<< Chapter < Page Chapter >> Page >

The most basic form of loop optimization is loop unrolling. It is so basic that most of today’s compilers do it automatically if it looks like there’s a benefit. There has been a great deal of clutter introduced into old dusty-deck FORTRAN programs in the name of loop unrolling that now serves only to confuse and mislead today’s compilers.

We’re not suggesting that you unroll any loops by hand. The purpose of this section is twofold. First, once you are familiar with loop unrolling, you might recognize code that was unrolled by a programmer (not you) some time ago and simplify the code. Second, you need to understand the concepts of loop unrolling so that when you look at generated machine code, you recognize unrolled loops.

The primary benefit in loop unrolling is to perform more computations per iteration. At the end of each iteration, the index value must be incremented, tested, and the control is branched back to the top of the loop if the loop has more iterations to process. By unrolling the loop, there are less “loop-ends” per loop execution. Unrolling also reduces the overall number of branches significantly and gives the processor more instructions between branches (i.e., it increases the size of the basic blocks).

For illustration, consider the following loop. It has a single statement wrapped in a do-loop:


DO I=1,N A(I) = A(I) + B(I) * CENDDO

You can unroll the loop, as we have below, giving you the same operations in fewer iterations with less loop overhead. You can imagine how this would help on any computer. Because the computations in one iteration do not depend on the computations in other iterations, calculations from different iterations can be executed together. On a superscalar processor, portions of these four statements may actually execute in parallel:


DO I=1,N,4 A(I) = A(I) + B(I) * CA(I+1) = A(I+1) + B(I+1) * C A(I+2) = A(I+2) + B(I+2) * CA(I+3) = A(I+3) + B(I+3) * C ENDDO

However, this loop is not exactly the same as the previous loop. The loop is unrolled four times, but what if N is not divisible by 4? If not, there will be one, two, or three spare iterations that don’t get executed. To handle these extra iterations, we add another little loop to soak them up.

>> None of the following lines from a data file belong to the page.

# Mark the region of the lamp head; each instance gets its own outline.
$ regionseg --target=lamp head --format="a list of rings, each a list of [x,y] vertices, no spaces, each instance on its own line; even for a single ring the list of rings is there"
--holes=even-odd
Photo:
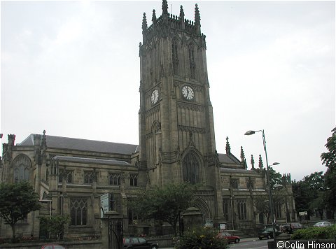
[[[245,132],[244,135],[253,135],[255,133],[255,131],[247,131]]]

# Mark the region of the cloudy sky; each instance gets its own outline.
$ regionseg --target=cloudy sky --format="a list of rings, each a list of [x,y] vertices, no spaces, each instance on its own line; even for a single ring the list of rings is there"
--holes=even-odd
[[[335,6],[169,1],[206,36],[216,148],[265,158],[301,180],[325,171],[335,126]],[[1,2],[1,143],[30,134],[139,143],[139,43],[161,1]],[[1,148],[2,152],[2,148]],[[264,159],[264,165],[265,164]]]

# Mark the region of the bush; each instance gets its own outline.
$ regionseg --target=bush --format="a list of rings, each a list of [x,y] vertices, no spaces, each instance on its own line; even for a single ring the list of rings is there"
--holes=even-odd
[[[335,239],[336,225],[330,227],[312,227],[297,230],[292,235],[292,239]]]
[[[176,249],[224,249],[227,248],[227,241],[218,238],[218,231],[209,227],[194,228],[186,231]]]

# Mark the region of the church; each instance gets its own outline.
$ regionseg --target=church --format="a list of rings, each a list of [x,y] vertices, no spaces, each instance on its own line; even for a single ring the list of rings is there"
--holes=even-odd
[[[200,186],[195,207],[204,225],[253,230],[267,223],[255,204],[256,197],[267,194],[261,156],[257,165],[251,157],[248,166],[242,148],[239,158],[231,153],[228,138],[225,152],[216,149],[206,36],[197,5],[190,20],[183,6],[178,15],[169,13],[163,0],[160,15],[153,10],[150,19],[144,13],[138,145],[55,136],[46,131],[16,144],[10,134],[3,144],[1,181],[29,180],[43,205],[18,223],[18,236],[38,236],[38,217],[56,214],[70,217],[64,236],[97,236],[100,197],[106,193],[113,194],[125,234],[158,235],[155,227],[138,222],[127,200],[144,190],[181,182]],[[286,204],[275,207],[279,222],[297,219],[289,174],[283,176],[283,183],[287,196]],[[4,220],[0,224],[0,236],[10,236],[10,227]],[[166,227],[163,233],[169,234]]]

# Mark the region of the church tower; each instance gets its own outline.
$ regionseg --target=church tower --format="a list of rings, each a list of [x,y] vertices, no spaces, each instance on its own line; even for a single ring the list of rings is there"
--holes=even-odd
[[[219,183],[205,36],[195,20],[153,10],[144,13],[139,45],[139,169],[148,185],[188,181]]]

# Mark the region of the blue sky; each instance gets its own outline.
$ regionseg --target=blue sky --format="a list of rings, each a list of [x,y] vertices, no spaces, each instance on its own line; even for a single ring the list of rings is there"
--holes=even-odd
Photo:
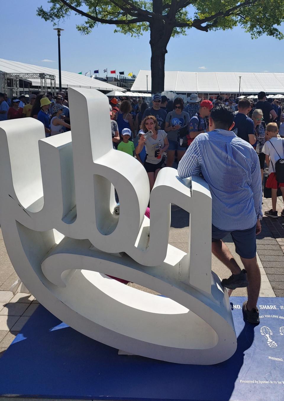
[[[58,67],[56,33],[51,22],[36,16],[37,7],[47,4],[47,0],[2,2],[2,31],[5,34],[2,35],[0,58]],[[84,17],[73,14],[60,25],[65,30],[61,41],[62,70],[84,73],[98,69],[103,76],[106,68],[109,71],[124,70],[126,74],[150,69],[148,33],[139,38],[131,38],[114,33],[114,26],[100,25],[90,34],[82,35],[76,25],[84,20]],[[186,36],[170,39],[166,70],[283,71],[283,43],[276,38],[262,36],[252,40],[239,28],[208,32],[192,29],[188,32]]]

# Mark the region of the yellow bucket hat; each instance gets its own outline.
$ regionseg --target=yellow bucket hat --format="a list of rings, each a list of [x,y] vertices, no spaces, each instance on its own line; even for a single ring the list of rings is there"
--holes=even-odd
[[[47,97],[42,97],[40,99],[40,105],[42,107],[43,106],[46,106],[48,104],[50,104],[51,102]]]

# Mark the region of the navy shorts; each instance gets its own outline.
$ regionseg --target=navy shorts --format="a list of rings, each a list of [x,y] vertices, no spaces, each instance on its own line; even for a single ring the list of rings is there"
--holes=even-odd
[[[168,140],[169,141],[168,150],[183,150],[184,152],[185,152],[186,150],[186,148],[182,148],[176,141],[172,141],[170,139]]]
[[[247,230],[225,231],[212,225],[212,241],[218,241],[230,234],[236,247],[236,252],[245,259],[252,259],[256,254],[256,225]]]

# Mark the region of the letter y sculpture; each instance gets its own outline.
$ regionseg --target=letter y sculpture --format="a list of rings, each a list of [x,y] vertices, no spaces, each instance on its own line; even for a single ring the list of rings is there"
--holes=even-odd
[[[68,94],[72,132],[46,138],[33,118],[0,122],[0,223],[17,273],[52,313],[104,344],[178,363],[226,360],[237,342],[211,271],[207,184],[167,167],[150,194],[143,166],[113,148],[106,96]],[[168,243],[171,203],[190,213],[187,253]]]

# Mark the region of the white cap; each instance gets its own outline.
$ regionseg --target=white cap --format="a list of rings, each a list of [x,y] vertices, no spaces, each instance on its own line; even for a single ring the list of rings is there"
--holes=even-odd
[[[129,128],[124,128],[121,132],[122,135],[130,135],[131,136],[131,131]]]

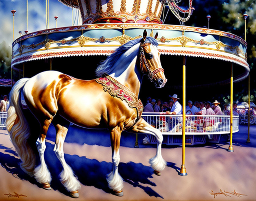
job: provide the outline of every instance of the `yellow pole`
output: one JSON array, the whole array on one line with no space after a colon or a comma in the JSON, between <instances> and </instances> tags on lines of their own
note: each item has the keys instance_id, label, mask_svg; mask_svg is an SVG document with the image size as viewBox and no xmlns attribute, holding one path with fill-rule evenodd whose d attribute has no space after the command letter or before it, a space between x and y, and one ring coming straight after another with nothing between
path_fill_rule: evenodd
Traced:
<instances>
[{"instance_id":1,"label":"yellow pole","mask_svg":"<svg viewBox=\"0 0 256 201\"><path fill-rule=\"evenodd\" d=\"M47 5L47 27L49 29L49 0Z\"/></svg>"},{"instance_id":2,"label":"yellow pole","mask_svg":"<svg viewBox=\"0 0 256 201\"><path fill-rule=\"evenodd\" d=\"M23 77L24 77L24 75L25 74L25 63L23 63Z\"/></svg>"},{"instance_id":3,"label":"yellow pole","mask_svg":"<svg viewBox=\"0 0 256 201\"><path fill-rule=\"evenodd\" d=\"M27 30L28 30L27 26L27 19L28 19L28 0L27 0Z\"/></svg>"},{"instance_id":4,"label":"yellow pole","mask_svg":"<svg viewBox=\"0 0 256 201\"><path fill-rule=\"evenodd\" d=\"M15 13L16 12L16 11L14 9L12 10L11 11L13 14L13 42L14 41L14 15ZM11 67L11 87L13 87L13 69Z\"/></svg>"},{"instance_id":5,"label":"yellow pole","mask_svg":"<svg viewBox=\"0 0 256 201\"><path fill-rule=\"evenodd\" d=\"M230 143L227 151L234 151L232 141L233 138L233 63L231 63L231 76L230 78Z\"/></svg>"},{"instance_id":6,"label":"yellow pole","mask_svg":"<svg viewBox=\"0 0 256 201\"><path fill-rule=\"evenodd\" d=\"M45 0L45 29L47 28L47 0Z\"/></svg>"},{"instance_id":7,"label":"yellow pole","mask_svg":"<svg viewBox=\"0 0 256 201\"><path fill-rule=\"evenodd\" d=\"M245 41L246 41L246 19L248 17L248 15L245 13L243 16L245 19ZM248 76L248 137L246 142L249 143L250 141L250 74Z\"/></svg>"},{"instance_id":8,"label":"yellow pole","mask_svg":"<svg viewBox=\"0 0 256 201\"><path fill-rule=\"evenodd\" d=\"M185 167L185 129L186 126L186 56L183 56L182 91L182 161L181 170L178 174L182 176L187 175Z\"/></svg>"},{"instance_id":9,"label":"yellow pole","mask_svg":"<svg viewBox=\"0 0 256 201\"><path fill-rule=\"evenodd\" d=\"M248 77L248 137L246 142L250 143L250 74Z\"/></svg>"}]
</instances>

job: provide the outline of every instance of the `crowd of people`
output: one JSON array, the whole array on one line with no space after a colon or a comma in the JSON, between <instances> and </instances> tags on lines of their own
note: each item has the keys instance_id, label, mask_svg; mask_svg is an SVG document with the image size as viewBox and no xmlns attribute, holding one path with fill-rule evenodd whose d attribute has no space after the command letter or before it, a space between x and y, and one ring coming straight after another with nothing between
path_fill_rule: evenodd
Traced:
<instances>
[{"instance_id":1,"label":"crowd of people","mask_svg":"<svg viewBox=\"0 0 256 201\"><path fill-rule=\"evenodd\" d=\"M5 95L3 96L3 99L0 101L0 112L6 112L9 106L9 101L8 97Z\"/></svg>"},{"instance_id":2,"label":"crowd of people","mask_svg":"<svg viewBox=\"0 0 256 201\"><path fill-rule=\"evenodd\" d=\"M147 99L147 102L144 108L144 112L166 112L168 114L182 114L182 106L179 102L180 99L177 94L169 95L171 99L169 102L163 102L160 99L156 101L150 97ZM215 100L212 102L209 101L194 103L191 100L187 102L186 106L186 114L187 114L197 115L229 115L230 109L227 104L224 104L222 110L220 106L220 103ZM233 104L233 114L238 115L236 103Z\"/></svg>"}]
</instances>

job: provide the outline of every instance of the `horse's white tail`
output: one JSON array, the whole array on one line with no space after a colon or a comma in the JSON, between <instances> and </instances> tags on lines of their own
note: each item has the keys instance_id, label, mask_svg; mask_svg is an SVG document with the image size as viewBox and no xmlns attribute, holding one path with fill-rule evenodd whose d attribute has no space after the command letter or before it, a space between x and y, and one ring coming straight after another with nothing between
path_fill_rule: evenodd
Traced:
<instances>
[{"instance_id":1,"label":"horse's white tail","mask_svg":"<svg viewBox=\"0 0 256 201\"><path fill-rule=\"evenodd\" d=\"M29 78L19 80L13 87L10 93L10 106L7 111L6 127L10 139L16 152L22 161L21 168L31 175L35 162L34 152L27 140L30 130L27 122L21 110L20 99L21 91Z\"/></svg>"}]
</instances>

The extra loop is called a preconditioning loop :


II = IMOD (N,4) DO I=1,IIA(I) = A(I) + B(I) * C ENDDODO I=1+II,N,4A(I) = A(I) + B(I) * C A(I+1) = A(I+1) + B(I+1) * CA(I+2) = A(I+2) + B(I+2) * C A(I+3) = A(I+3) + B(I+3) * CENDDO

The number of iterations needed in the preconditioning loop is the total iteration count modulo for this unrolling amount. If, at runtime, N turns out to be divisible by 4, there are no spare iterations, and the preconditioning loop isn’t executed.

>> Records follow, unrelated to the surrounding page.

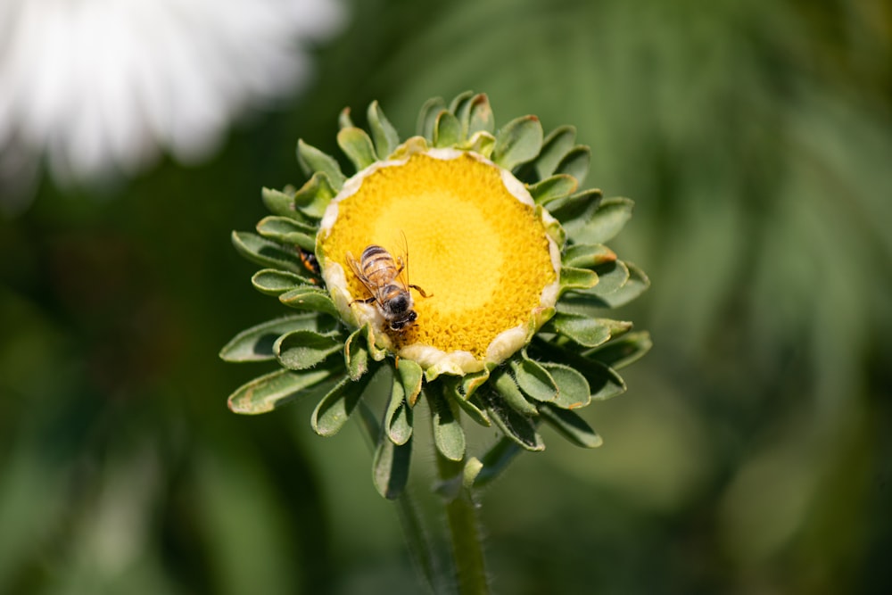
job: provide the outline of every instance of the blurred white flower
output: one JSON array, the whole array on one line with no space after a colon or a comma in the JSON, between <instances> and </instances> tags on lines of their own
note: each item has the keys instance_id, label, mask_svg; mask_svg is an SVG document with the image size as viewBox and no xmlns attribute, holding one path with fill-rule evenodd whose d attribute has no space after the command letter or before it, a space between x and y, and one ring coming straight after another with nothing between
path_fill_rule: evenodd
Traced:
<instances>
[{"instance_id":1,"label":"blurred white flower","mask_svg":"<svg viewBox=\"0 0 892 595\"><path fill-rule=\"evenodd\" d=\"M0 188L40 155L62 183L208 156L245 108L299 90L341 17L334 0L3 0Z\"/></svg>"}]
</instances>

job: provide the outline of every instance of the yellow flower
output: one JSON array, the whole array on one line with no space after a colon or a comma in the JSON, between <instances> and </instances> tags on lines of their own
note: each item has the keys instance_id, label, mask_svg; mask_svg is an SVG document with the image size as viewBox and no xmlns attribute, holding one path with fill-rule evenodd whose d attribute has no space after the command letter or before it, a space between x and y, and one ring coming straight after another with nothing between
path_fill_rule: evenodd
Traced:
<instances>
[{"instance_id":1,"label":"yellow flower","mask_svg":"<svg viewBox=\"0 0 892 595\"><path fill-rule=\"evenodd\" d=\"M280 365L229 407L261 413L321 397L312 426L322 435L359 409L378 436L374 477L388 498L408 475L421 396L440 454L466 461L466 484L491 479L518 448L542 450L541 422L580 446L600 444L575 410L624 392L616 370L650 346L631 322L603 318L648 285L604 244L632 202L578 191L590 151L574 128L545 136L526 116L495 131L483 95L431 100L418 136L401 144L376 103L368 123L370 134L346 110L339 120L356 174L301 141L310 179L264 189L274 214L257 234L233 233L265 267L254 286L303 311L223 348L227 360ZM362 402L374 391L389 392L381 416ZM467 457L462 412L496 426L502 442Z\"/></svg>"}]
</instances>

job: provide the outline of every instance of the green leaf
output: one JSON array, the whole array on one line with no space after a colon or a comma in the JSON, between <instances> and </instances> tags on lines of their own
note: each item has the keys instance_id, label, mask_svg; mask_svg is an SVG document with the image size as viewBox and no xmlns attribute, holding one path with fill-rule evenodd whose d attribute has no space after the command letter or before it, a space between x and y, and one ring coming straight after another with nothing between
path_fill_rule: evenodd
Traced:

Speculative execution in the post-RISC architecture can reduce or eliminate the need for unrolling a loop that will operate on values that must be retrieved from main memory. Because the load operations take such a long time relative to the computations, the loop is naturally unrolled. While the processor is waiting for the first load to finish, it may speculatively execute three to four iterations of the loop ahead of the first load, effectively unrolling the loop in the Instruction Reorder Buffer.

Questions & Answers

what is decentralised
mithlesh Reply
Ayele, K., 2003. Introductory Economics, 3rd ed., Addis Ababa.
Widad Reply
can you send the book attached ?
Ariel
?
Ariel
What is economics
Widad Reply
the study of how humans make choices under conditions of scarcity
AI-Robot
U(x,y) = (x×y)1/2 find mu of x for y
Desalegn Reply
U(x,y) = (x×y)1/2 find mu of x for y
Desalegn
what is ecnomics
Jan Reply
this is the study of how the society manages it's scarce resources
Belonwu
what is macroeconomic
John Reply
macroeconomic is the branch of economics which studies actions, scale, activities and behaviour of the aggregate economy as a whole.
husaini
etc
husaini
difference between firm and industry
husaini Reply
what's the difference between a firm and an industry
Abdul
firm is the unit which transform inputs to output where as industry contain combination of firms with similar production 😅😅
Abdulraufu
Suppose the demand function that a firm faces shifted from Qd  120 3P to Qd  90  3P and the supply function has shifted from QS  20  2P to QS 10  2P . a) Find the effect of this change on price and quantity. b) Which of the changes in demand and supply is higher?
Toofiq Reply
explain standard reason why economic is a science
innocent Reply
factors influencing supply
Petrus Reply
what is economic.
Milan Reply
scares means__________________ends resources. unlimited
Jan
economics is a science that studies human behaviour as a relationship b/w ends and scares means which have alternative uses
Jan
calculate the profit maximizing for demand and supply
Zarshad Reply
Why qualify 28 supplies
Milan
what are explicit costs
Nomsa Reply
out-of-pocket costs for a firm, for example, payments for wages and salaries, rent, or materials
AI-Robot
concepts of supply in microeconomics
David Reply
economic overview notes
Amahle Reply
Got questions? Join the online conversation and get instant answers!
Jobilize.com Reply

Get Jobilize Job Search Mobile App in your pocket Now!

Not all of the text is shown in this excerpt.